Romantic_Lefty Posted August 11, 2011 Posted August 11, 2011 So i've posted on here before and got some real good advice. Hoping for the same here. After taking the advice of people on here my ex ended up contacting me saying she needs to stand on her own for awhile. And that we should just be friends. She said that she isn't sure what she wants and doesn't know about dating, but "maybe sometime in the fall, idk". My question is...do i stay her friend if i want more and thats how we began dating in the first place was being really good friends, or do i not stay her friend and try to move on?
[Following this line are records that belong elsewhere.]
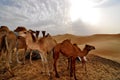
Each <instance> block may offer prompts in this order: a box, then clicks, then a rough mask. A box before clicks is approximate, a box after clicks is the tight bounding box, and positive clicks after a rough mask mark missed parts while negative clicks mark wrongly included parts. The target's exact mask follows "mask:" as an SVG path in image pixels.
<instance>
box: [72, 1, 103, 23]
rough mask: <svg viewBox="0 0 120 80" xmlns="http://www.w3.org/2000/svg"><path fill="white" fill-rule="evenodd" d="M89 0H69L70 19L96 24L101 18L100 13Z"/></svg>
mask: <svg viewBox="0 0 120 80" xmlns="http://www.w3.org/2000/svg"><path fill="white" fill-rule="evenodd" d="M95 6H96V3H94V2H93V1H91V0H71V8H70V16H71V20H72V21H75V20H77V19H81V20H82V21H83V22H85V23H88V24H92V25H96V24H97V23H98V22H99V21H100V18H101V13H100V10H99V9H98V8H96V7H95Z"/></svg>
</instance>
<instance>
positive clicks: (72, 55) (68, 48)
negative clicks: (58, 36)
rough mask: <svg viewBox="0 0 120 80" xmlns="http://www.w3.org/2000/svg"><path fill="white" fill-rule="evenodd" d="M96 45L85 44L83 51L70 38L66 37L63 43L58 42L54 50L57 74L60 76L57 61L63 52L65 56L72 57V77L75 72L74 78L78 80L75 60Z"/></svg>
mask: <svg viewBox="0 0 120 80" xmlns="http://www.w3.org/2000/svg"><path fill="white" fill-rule="evenodd" d="M94 49H95V47H94V46H90V45H85V48H84V49H83V51H81V50H80V48H78V47H77V46H76V45H73V44H72V43H71V41H70V40H68V39H66V40H64V41H63V42H62V43H59V44H57V45H56V46H55V47H54V50H53V51H54V52H53V58H54V69H55V76H56V77H58V78H59V74H58V72H57V68H56V64H57V63H56V62H57V60H58V58H59V54H60V53H62V54H63V55H64V56H66V57H68V58H69V59H70V62H71V64H70V77H72V76H73V74H74V79H75V80H77V78H76V74H75V60H76V58H77V57H78V56H79V57H81V58H82V57H84V56H86V55H87V54H88V52H89V51H90V50H94Z"/></svg>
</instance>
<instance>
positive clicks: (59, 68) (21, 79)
mask: <svg viewBox="0 0 120 80" xmlns="http://www.w3.org/2000/svg"><path fill="white" fill-rule="evenodd" d="M54 38H55V39H56V40H57V41H58V42H61V41H62V40H64V39H67V38H69V39H71V40H72V42H73V43H77V44H78V45H79V47H80V48H81V49H83V47H84V45H85V44H91V45H94V46H95V47H96V50H94V51H91V52H90V53H89V54H88V55H87V59H88V62H87V71H85V69H84V68H82V66H81V62H79V61H76V75H77V79H78V80H120V34H114V35H113V34H111V35H108V34H102V35H92V36H74V35H70V34H65V35H58V36H54ZM21 55H22V54H21ZM21 59H22V58H21ZM50 65H52V63H51V64H50ZM11 66H12V70H13V71H14V73H15V77H11V76H10V74H9V73H8V72H7V71H6V72H5V71H4V66H2V63H1V64H0V80H50V79H51V80H70V77H69V70H67V59H66V57H64V56H63V55H61V56H60V59H59V61H58V66H57V67H58V72H59V75H60V78H55V75H54V71H52V73H51V75H52V77H51V78H49V77H48V76H46V75H44V74H42V73H41V71H42V68H41V67H42V64H41V60H40V59H39V60H34V61H33V64H32V65H31V64H30V62H29V60H26V64H25V65H22V64H17V63H16V61H15V59H13V64H11ZM71 80H74V79H73V78H72V79H71Z"/></svg>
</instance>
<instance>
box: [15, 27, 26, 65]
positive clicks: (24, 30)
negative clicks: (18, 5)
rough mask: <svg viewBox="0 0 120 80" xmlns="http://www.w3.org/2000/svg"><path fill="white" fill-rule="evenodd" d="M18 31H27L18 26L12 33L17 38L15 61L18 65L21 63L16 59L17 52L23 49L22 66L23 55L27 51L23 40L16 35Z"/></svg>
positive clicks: (23, 38) (20, 37)
mask: <svg viewBox="0 0 120 80" xmlns="http://www.w3.org/2000/svg"><path fill="white" fill-rule="evenodd" d="M20 31H27V29H26V28H25V27H23V26H18V27H17V28H16V29H15V30H14V33H15V34H16V37H17V42H16V59H17V62H18V63H21V61H20V60H19V58H18V54H19V53H18V51H19V49H24V57H23V64H25V54H26V51H27V45H26V42H25V38H23V37H21V36H18V33H19V32H20Z"/></svg>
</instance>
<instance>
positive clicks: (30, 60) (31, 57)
mask: <svg viewBox="0 0 120 80" xmlns="http://www.w3.org/2000/svg"><path fill="white" fill-rule="evenodd" d="M30 64H32V50H30Z"/></svg>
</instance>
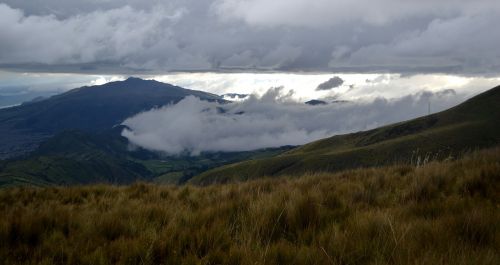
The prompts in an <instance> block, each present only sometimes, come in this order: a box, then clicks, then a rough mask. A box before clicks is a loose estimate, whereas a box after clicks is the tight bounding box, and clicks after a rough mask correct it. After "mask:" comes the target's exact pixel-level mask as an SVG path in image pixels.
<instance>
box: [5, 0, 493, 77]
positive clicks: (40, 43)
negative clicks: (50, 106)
mask: <svg viewBox="0 0 500 265" xmlns="http://www.w3.org/2000/svg"><path fill="white" fill-rule="evenodd" d="M499 13H500V2H499V1H498V0H477V1H468V0H442V1H430V0H423V1H399V0H371V1H351V0H349V1H348V0H333V1H332V0H317V1H309V0H275V1H265V0H207V1H197V0H172V1H139V0H106V1H95V0H81V1H68V0H47V1H43V3H41V2H40V1H28V0H4V1H2V2H1V3H0V36H2V41H1V42H0V68H3V69H11V70H12V69H15V70H18V71H42V72H46V71H52V72H57V71H66V72H86V73H89V72H90V73H99V74H103V73H105V72H106V73H118V74H120V73H134V72H140V73H145V72H148V73H164V72H165V71H175V70H189V71H267V70H272V71H326V72H373V71H390V72H399V73H438V72H439V73H459V74H464V75H493V74H497V73H498V72H499V70H500V64H499V63H498V61H499V58H500V49H498V48H497V46H498V43H500V31H498V29H497V27H498V26H497V25H498V24H499V23H500V17H499V16H498V14H499Z"/></svg>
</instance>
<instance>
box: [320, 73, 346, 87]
mask: <svg viewBox="0 0 500 265" xmlns="http://www.w3.org/2000/svg"><path fill="white" fill-rule="evenodd" d="M343 83H344V80H342V78H340V77H338V76H334V77H332V78H330V79H329V80H328V81H325V82H323V83H321V84H319V85H318V87H317V88H316V90H317V91H319V90H330V89H333V88H336V87H339V86H341V85H342V84H343Z"/></svg>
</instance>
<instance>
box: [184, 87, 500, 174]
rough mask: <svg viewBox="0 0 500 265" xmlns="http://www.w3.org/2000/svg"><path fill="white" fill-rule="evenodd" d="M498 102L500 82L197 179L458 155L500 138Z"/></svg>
mask: <svg viewBox="0 0 500 265" xmlns="http://www.w3.org/2000/svg"><path fill="white" fill-rule="evenodd" d="M499 102H500V86H499V87H496V88H493V89H491V90H489V91H487V92H485V93H483V94H480V95H478V96H476V97H474V98H472V99H470V100H468V101H466V102H464V103H463V104H461V105H459V106H456V107H454V108H451V109H449V110H446V111H443V112H440V113H436V114H432V115H429V116H425V117H422V118H418V119H414V120H411V121H406V122H400V123H397V124H393V125H389V126H384V127H381V128H377V129H374V130H370V131H365V132H357V133H352V134H347V135H339V136H334V137H331V138H327V139H324V140H319V141H316V142H313V143H310V144H307V145H304V146H302V147H299V148H297V149H294V150H292V151H289V152H287V153H284V154H282V155H280V156H277V157H273V158H269V159H262V160H254V161H248V162H240V163H237V164H232V165H227V166H223V167H220V168H216V169H213V170H210V171H207V172H205V173H203V174H201V175H199V176H197V177H195V178H193V179H192V181H193V183H199V184H209V183H223V182H228V181H235V180H246V179H253V178H257V177H263V176H279V175H301V174H304V173H308V172H309V173H311V172H335V171H339V170H344V169H349V168H358V167H368V166H381V165H390V164H397V163H413V164H418V163H422V162H423V161H426V160H431V159H445V158H448V157H457V156H460V155H462V154H463V153H464V152H467V151H470V150H475V149H478V148H484V147H491V146H495V145H498V144H499V143H500V104H499ZM324 122H329V121H324Z"/></svg>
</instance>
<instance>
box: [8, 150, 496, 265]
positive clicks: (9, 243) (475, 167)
mask: <svg viewBox="0 0 500 265" xmlns="http://www.w3.org/2000/svg"><path fill="white" fill-rule="evenodd" d="M499 180H500V149H498V148H497V149H490V150H485V151H481V152H476V153H473V154H471V155H469V156H467V157H465V158H463V159H460V160H457V161H449V162H442V163H429V164H427V165H425V166H423V167H419V168H415V167H411V166H403V165H402V166H393V167H385V168H378V169H363V170H353V171H346V172H341V173H338V174H320V175H309V176H303V177H301V178H293V179H291V178H279V179H262V180H258V181H252V182H247V183H240V184H228V185H216V186H208V187H195V186H179V187H178V186H154V185H150V184H144V183H137V184H134V185H131V186H121V187H117V186H105V185H96V186H83V187H55V188H11V189H4V190H1V191H0V263H1V264H500V253H499V249H500V211H499V210H500V209H499V207H500V181H499Z"/></svg>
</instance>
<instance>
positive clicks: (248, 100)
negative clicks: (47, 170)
mask: <svg viewBox="0 0 500 265" xmlns="http://www.w3.org/2000/svg"><path fill="white" fill-rule="evenodd" d="M462 100H463V96H461V95H458V94H457V93H455V92H454V91H453V90H446V91H442V92H438V93H431V92H420V93H417V94H412V95H408V96H404V97H401V98H396V99H385V98H377V99H375V100H373V101H369V102H349V103H336V104H329V105H317V106H309V105H306V104H304V103H299V102H296V101H294V100H293V94H292V92H288V93H285V91H284V89H283V88H273V89H271V90H269V91H268V92H267V93H265V94H264V95H262V96H261V97H257V96H255V95H252V96H250V97H249V98H248V99H247V100H245V101H242V102H236V103H231V104H225V105H221V104H218V103H214V102H206V101H201V100H199V99H198V98H195V97H186V98H185V99H184V100H182V101H180V102H179V103H177V104H176V105H170V106H165V107H162V108H159V109H154V110H151V111H147V112H144V113H141V114H138V115H136V116H134V117H131V118H129V119H127V120H125V121H124V123H123V124H124V125H126V126H128V127H129V129H125V130H124V131H123V132H122V135H123V136H124V137H126V138H127V139H128V140H129V141H130V142H131V143H132V144H134V145H137V146H140V147H143V148H146V149H149V150H154V151H160V152H165V153H167V154H174V155H175V154H181V153H186V152H187V153H190V154H192V155H197V154H199V153H201V152H216V151H225V152H229V151H248V150H255V149H260V148H267V147H279V146H284V145H302V144H305V143H308V142H311V141H314V140H318V139H321V138H325V137H329V136H332V135H336V134H343V133H349V132H354V131H359V130H366V129H371V128H375V127H378V126H382V125H385V124H389V123H393V122H398V121H402V120H407V119H411V118H415V117H418V116H422V115H425V114H427V111H428V110H427V109H428V103H429V102H431V106H432V111H433V112H436V111H440V110H443V109H446V108H448V107H451V106H453V105H456V104H457V103H459V102H461V101H462Z"/></svg>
smudge21 Posted August 11, 2011 Posted August 11, 2011 Can you handle just being her friend? Before you answer, just remember that as a friend you will see her less than when you dated and you have to accept that one day she may start dating someone else. Plus, once you enter that friend zone it may be hard to ever get back, despite what she says. Yes, there is always a chance things could happen again, but I'm a firm believer that for things to get back together with an ex, they have to experience life without us. They have to miss us. If you're there as friend, will she honestly miss you? The other alternative is of course to walk away - say you can't be friends as you do want more and you feel it would be too hard to just see her in that way. It may make her think, it may not, no one can say for sure. You've just got to think about yourself and what would make you feel better in the long run. I tried friends, right up until the point my ex got back with her long term ex and they got engaged... that killed me... would never wish that on anyone.
Author Romantic_Lefty Posted August 11, 2011 Author Posted August 11, 2011 Very true, very true. Thanks for all the advice and your experience, sorry that killed ya. Although, i'm still torn. i still cannot picture life without her friend or not but maybe that is because i do want more!? It does seem though that maybe if i go back to NC or LC and take your advice, i may be able to get a clearer picture. Thanks again btw.
lvm Posted August 12, 2011 Posted August 12, 2011 Out of love, give her (and yourself!) the space that is needed. Being there as a "friend" does not constitute as space to reflect on the past and present. What it does do is give another way of viewing you - which may seem more comfortable. You want her to reflect on the time that you were in a relationship without the added haze of the friendship dance. Having been on both sides, it is only then that there is true clarity. It definitely takes time as the trama of a breakup has to fade as well. I'm not advocating that you wait around for her... however I agree with smudge21 - don't say that you'll be your friend in the meantime. You don't have to say yet that you're not willing to be friends or are unable to... but for now just leave it as a parting and an opportunity to take time for yourself. However, if that is her final "conclusion" - then that may be the path to take. If she begins contacting you after awhile (which may or may not be in the "timeframe" she put forth), suggest meeting up in person to "catch up". Personally, I would not want to entertain a reconciliation until I knew that they had truly spent time evaluating the situation.